Visioning provided good starting point for Re-1
Ryan Summerlin November 5, 2013
GLENWOOD SPRINGS — A recent community visioning process initiated by Roaring Fork School District Re-1 officials, by most accounts, achieved the level of participation they wanted, and ultimately produced the information necessary to develop a long-range strategic plan for the district.
“It’s important to point out that this is not a finish line, it’s about developing an ongoing culture and atmosphere for our schools going forward,” Re-1 board member Daniel Biggs said last week during a draft report on the feedback received at a series of community meetings in September and October.
Added school board President Matthew Hamilton, “I consider this to be the most important work for our staff this year, more than any [state directives],” Hamilton said. “I take heart that we’re on the right path.”
More than 930 people participated in the meetings, which took place in each of the three communities served by Roaring Fork Re-1, including Glenwood Springs, Carbondale and Basalt. That was only slightly below the 1,000 people district officials had hoped to reach through the visioning process.
Led by the consulting group Civic Canopy, sessions were held in both English and Spanish and invited business and civic leaders, high school students, parents, teachers, administrators and the general public to share their thoughts around four key questions:
• What is the purpose of education in our community?
• What are our hopes for our schools?
• What student outcomes are most important?
• What school characteristics are most important?
According to Drew O’Connor from Civic Canopy, who presented his draft report at the Oct. 30 Re-1 school board meeting, there were some interesting differences in the responses between different groups of people who participated in the visioning sessions. For instance:
• High school student groups and Spanish-speaking parents and community members rated “prepared with the attitudes and skills for a challenging college curriculum” 1.5 to 2 times higher than English-speaking parents and community members, teachers and administrators.
• Students rated “identify their interests and pursue their passions” 1.5 to 2 times higher than parents, community members, teachers and administrators.
• Generally, students prioritized athletic and nonathletic extra-curricular activities higher than other subgroups.
• Glenwood Springs parent/community members rated “higher standards for student behavior” 1.5 to 2 times higher than parents/community members in Basalt and Carbondale.
• Carbondale parents/community members rated “hands-on, project-based, experiential learning” higher than any other group did.
• Teachers and administrators tended to give priority to “learn how to work collaboratively with people from diverse backgrounds” more than students, parents/community members.
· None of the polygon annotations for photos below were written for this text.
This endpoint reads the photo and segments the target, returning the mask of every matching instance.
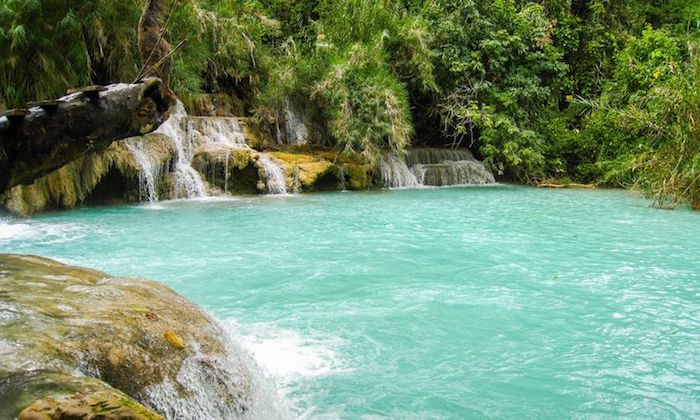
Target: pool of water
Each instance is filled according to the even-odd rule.
[[[301,417],[700,416],[700,213],[625,192],[89,208],[6,218],[0,251],[170,285]]]

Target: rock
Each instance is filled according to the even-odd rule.
[[[163,417],[123,393],[99,384],[84,384],[73,395],[48,396],[22,410],[19,420],[161,420]]]
[[[165,339],[168,340],[171,346],[178,350],[182,350],[187,345],[185,340],[182,339],[175,331],[168,331],[165,333]]]
[[[226,337],[162,284],[0,254],[0,418],[240,416],[251,373]]]
[[[9,212],[30,216],[46,209],[69,209],[82,203],[131,202],[144,199],[139,190],[139,162],[147,156],[150,164],[167,174],[177,150],[160,133],[150,133],[112,143],[107,149],[76,158],[69,164],[36,179],[17,185],[0,195]],[[168,177],[156,179],[160,196],[169,190]]]

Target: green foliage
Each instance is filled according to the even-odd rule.
[[[403,153],[412,132],[405,88],[381,65],[381,54],[356,44],[314,87],[330,134],[346,153],[370,159],[380,149]]]
[[[558,106],[567,70],[552,45],[544,7],[515,1],[434,0],[426,9],[436,32],[445,134],[465,139],[501,175],[545,176],[543,118]]]
[[[659,206],[700,207],[697,45],[648,29],[620,52],[583,133],[596,153],[587,166],[594,177],[638,186]]]
[[[0,0],[0,107],[130,81],[144,0]],[[695,0],[178,0],[183,97],[374,159],[470,147],[494,171],[640,187],[698,207]],[[290,105],[291,104],[291,105]]]

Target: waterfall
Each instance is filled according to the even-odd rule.
[[[284,170],[267,153],[260,153],[258,162],[265,171],[265,192],[268,194],[287,194]]]
[[[160,162],[151,158],[152,155],[144,149],[141,139],[130,139],[124,144],[139,166],[139,200],[143,201],[145,198],[151,203],[158,201],[156,181],[160,178],[162,169]]]
[[[395,155],[382,157],[380,164],[382,181],[389,188],[418,187],[418,179],[406,165],[406,162]]]
[[[173,198],[204,197],[207,195],[204,181],[192,167],[192,157],[197,144],[193,136],[188,135],[182,127],[185,117],[187,117],[185,107],[182,102],[177,101],[170,118],[155,132],[167,136],[177,150],[173,171]]]
[[[405,161],[395,155],[382,158],[381,171],[382,180],[389,188],[496,182],[483,162],[476,160],[466,149],[411,149],[406,152]]]
[[[338,168],[338,189],[340,191],[346,191],[348,186],[345,182],[345,177],[347,176],[347,171],[344,166]]]

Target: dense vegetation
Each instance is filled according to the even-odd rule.
[[[469,146],[500,175],[700,207],[700,2],[173,0],[173,88],[347,153]],[[141,0],[0,0],[0,108],[139,72]]]

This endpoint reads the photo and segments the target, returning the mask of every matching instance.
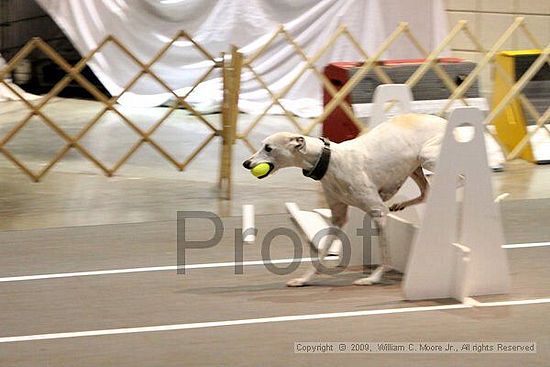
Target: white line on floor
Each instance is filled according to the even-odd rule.
[[[520,305],[535,305],[535,304],[544,304],[544,303],[550,303],[550,298],[528,299],[528,300],[519,300],[519,301],[486,302],[486,303],[479,303],[478,305],[476,305],[476,307],[520,306]],[[319,314],[311,314],[311,315],[261,317],[256,319],[195,322],[195,323],[189,323],[189,324],[172,324],[172,325],[142,326],[142,327],[132,327],[132,328],[121,328],[121,329],[75,331],[75,332],[67,332],[67,333],[8,336],[8,337],[0,337],[0,343],[13,343],[13,342],[51,340],[51,339],[67,339],[67,338],[79,338],[84,336],[102,336],[102,335],[150,333],[150,332],[158,332],[158,331],[205,329],[205,328],[221,327],[221,326],[265,324],[270,322],[335,319],[335,318],[342,318],[342,317],[375,316],[375,315],[388,315],[388,314],[411,313],[411,312],[447,311],[447,310],[465,309],[465,308],[472,308],[472,307],[473,306],[471,305],[460,303],[460,304],[454,304],[454,305],[441,305],[441,306],[403,307],[403,308],[389,308],[389,309],[381,309],[381,310],[332,312],[332,313],[319,313]]]
[[[327,260],[337,260],[337,258],[327,258]],[[271,260],[271,264],[290,264],[292,262],[311,262],[311,257],[303,257],[301,259],[276,259]],[[188,264],[185,265],[185,270],[191,269],[207,269],[207,268],[226,268],[234,267],[237,265],[242,266],[256,266],[263,265],[263,260],[252,260],[252,261],[243,261],[241,262],[222,262],[222,263],[205,263],[205,264]],[[92,271],[78,271],[72,273],[55,273],[55,274],[37,274],[37,275],[20,275],[13,277],[3,277],[0,278],[0,283],[3,282],[21,282],[26,280],[40,280],[40,279],[55,279],[55,278],[70,278],[70,277],[84,277],[91,275],[109,275],[109,274],[127,274],[127,273],[145,273],[151,271],[169,271],[177,270],[176,265],[168,266],[151,266],[144,268],[128,268],[128,269],[109,269],[109,270],[92,270]]]
[[[532,242],[532,243],[513,243],[503,245],[504,249],[517,249],[517,248],[531,248],[531,247],[545,247],[550,246],[550,242]],[[338,260],[337,257],[328,257],[327,260]],[[272,264],[290,264],[292,262],[310,262],[310,257],[303,257],[301,259],[276,259],[271,260]],[[243,266],[257,266],[263,265],[262,260],[252,260],[242,262]],[[205,264],[189,264],[185,265],[185,270],[192,269],[208,269],[208,268],[226,268],[241,265],[241,263],[235,262],[220,262],[220,263],[205,263]],[[36,275],[18,275],[11,277],[0,278],[0,283],[7,282],[22,282],[29,280],[42,280],[42,279],[56,279],[56,278],[72,278],[72,277],[84,277],[93,275],[110,275],[110,274],[128,274],[128,273],[146,273],[152,271],[174,271],[177,270],[175,265],[167,266],[151,266],[143,268],[128,268],[128,269],[107,269],[107,270],[91,270],[91,271],[78,271],[71,273],[51,273],[51,274],[36,274]]]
Given 10 choices for the most important character skills Re-1 schools should help students develop, and asked to pick the top three, the top choice across all groups was that students should have a “resilience, determination and a belief that they can succeed.”
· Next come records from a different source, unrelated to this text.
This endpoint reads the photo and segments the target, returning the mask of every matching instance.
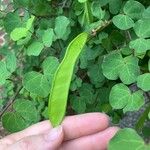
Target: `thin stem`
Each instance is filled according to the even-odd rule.
[[[5,106],[5,108],[4,108],[4,109],[2,110],[2,112],[0,113],[0,118],[1,118],[2,115],[8,110],[8,108],[15,102],[16,97],[18,96],[18,94],[19,94],[19,92],[21,91],[22,88],[23,88],[22,86],[19,87],[18,90],[17,90],[17,92],[16,92],[16,94],[15,94],[15,96],[14,96],[12,99],[10,99],[10,100],[8,101],[8,104]]]

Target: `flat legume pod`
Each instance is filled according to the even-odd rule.
[[[87,33],[81,33],[69,44],[64,59],[55,72],[48,106],[49,119],[54,127],[59,125],[65,116],[74,66],[87,37]]]

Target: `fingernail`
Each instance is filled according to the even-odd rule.
[[[53,128],[52,130],[50,130],[49,133],[47,133],[46,140],[54,141],[54,140],[58,139],[61,134],[62,134],[62,126],[58,126],[56,128]]]

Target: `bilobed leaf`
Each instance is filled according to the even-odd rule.
[[[135,0],[129,0],[124,5],[123,11],[126,15],[130,16],[132,19],[142,18],[142,14],[145,10],[145,7]]]
[[[101,64],[91,65],[88,69],[87,74],[90,77],[91,82],[95,85],[98,85],[105,80]]]
[[[120,53],[105,56],[102,70],[109,80],[116,80],[119,77],[124,84],[134,83],[140,74],[138,59],[134,56],[122,58]]]
[[[136,81],[140,74],[138,62],[138,58],[133,56],[127,56],[123,59],[122,69],[119,71],[119,77],[124,84],[131,84]]]
[[[137,86],[143,91],[150,91],[150,73],[145,73],[137,78]]]
[[[121,6],[122,0],[109,0],[109,10],[112,14],[117,14],[120,11]]]
[[[102,10],[99,2],[93,2],[91,9],[93,16],[97,17],[100,20],[104,18],[105,11]]]
[[[9,76],[10,72],[7,70],[6,62],[0,61],[0,85],[3,85]]]
[[[148,61],[148,70],[149,70],[149,72],[150,72],[150,59],[149,59],[149,61]]]
[[[72,108],[78,113],[83,113],[86,110],[86,103],[84,101],[84,99],[80,98],[80,97],[76,97],[75,99],[73,99],[72,101]]]
[[[120,83],[113,86],[109,101],[114,109],[123,109],[124,112],[138,111],[144,104],[142,91],[131,93],[130,89]]]
[[[44,30],[42,35],[42,41],[46,47],[50,47],[52,45],[54,39],[54,31],[52,28]]]
[[[150,39],[139,38],[131,41],[129,46],[131,49],[134,49],[136,53],[145,53],[150,49]]]
[[[55,34],[58,39],[63,39],[70,25],[70,20],[65,16],[58,16],[55,20]]]
[[[17,58],[14,52],[9,52],[6,56],[6,65],[9,72],[14,72],[17,67]]]
[[[8,33],[11,33],[16,27],[20,27],[21,24],[21,19],[16,12],[8,13],[4,19],[4,27]]]
[[[11,32],[10,37],[11,37],[12,40],[18,41],[22,38],[25,38],[27,35],[28,35],[28,29],[23,28],[23,27],[19,27],[19,28],[15,28]]]
[[[148,150],[149,145],[136,133],[135,130],[121,129],[110,141],[108,150]]]
[[[143,16],[143,18],[145,18],[145,19],[150,18],[150,6],[149,6],[147,9],[144,10],[142,16]]]
[[[29,92],[44,98],[48,96],[50,90],[46,76],[34,71],[24,75],[23,86]]]
[[[131,94],[128,104],[123,109],[124,112],[138,111],[144,105],[143,91],[136,91]]]
[[[34,19],[35,19],[35,17],[34,17],[34,16],[31,16],[31,18],[29,18],[29,19],[27,20],[27,24],[26,24],[27,30],[30,30],[30,29],[32,28]]]
[[[150,119],[150,112],[148,113],[148,118]]]
[[[86,104],[92,104],[94,102],[94,89],[90,84],[83,83],[79,89],[79,95]]]
[[[122,67],[123,58],[120,53],[112,53],[104,57],[102,70],[106,78],[116,80],[119,77],[119,70]]]
[[[43,48],[43,43],[34,41],[28,46],[26,52],[28,56],[39,56]]]
[[[85,3],[87,0],[78,0],[79,3]]]
[[[150,37],[150,19],[141,19],[135,23],[134,31],[140,38]]]
[[[36,123],[39,121],[38,111],[32,101],[18,99],[13,104],[13,108],[27,122]]]
[[[2,116],[2,124],[9,132],[18,132],[27,127],[25,120],[16,112],[7,112]]]
[[[59,61],[56,57],[47,57],[42,64],[44,75],[46,75],[48,79],[52,79],[58,66]]]
[[[128,104],[131,93],[127,86],[124,84],[116,84],[110,93],[109,102],[115,109],[122,109]]]
[[[119,14],[114,16],[112,21],[121,30],[127,30],[134,26],[134,21],[127,15]]]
A close second was that students should graduate high school with “strong critical thinking skills,” followed by “strong basic skills in reading, writing and math.”
Although certain student character choices, such as ensuring that students develop an appreciation for the arts or nature, or fluency in a foreign language, didn’t earn a high rate of response given the multiple, often equally important choices, that doesn’t mean programs supporting those values are any less important, district officials emphasized.
“Just because people didn’t rate the arts high, we made a point [during the community meetings] to allay people’s fears that art is going away,” Re-1 Superintendent Diana Sirko said.
Asked about the type of school environment the district should work to promote, also with 10 choices, participants chose as the top three: working to recruit and retain the best teachers; creating a safe school environment; and keeping class sizes small.
When it came to core academics, participants rated nearly evenly that schools should set “extremely high academic standards” and “emphasize hands-on, project-based, experiential learning.”
“Interestingly, support for [high academic standards] was uneven across subgroups,” O’Connor noted in his draft report. “Teachers and administrators gave high priority to high academic standards, while parents and community members in Basalt and Carbondale ranked it lower.”
One follow-up question that wasn’t addressed specifically at the visioning meetings, but which came up in some of the dialogue, is around standardized testing, O’Connor also observed.
Hamilton agreed it was a general theme throughout the community discussions, and one of the things he took away from the initial visioning process.
“There is a desire that we should focus on teaching, not just the high-quality test score. That will come with high-quality teaching,” Hamilton said.
O’Connor will give a final report on the visioning meetings at the Nov. 13 school board meeting, and make a proposal to continue assisting Re-1 as it develops an updated vision and mission statement and a districtwide strategic plan.
Also important will be to facilitate community input on an ongoing basis, he said.
“We have done work with [individual] schools before, but we’ve never done something like this for an entire school district,” O’Connor said. “We think you are at the start of something really important, and it’s our recommendation that you seize the moment.”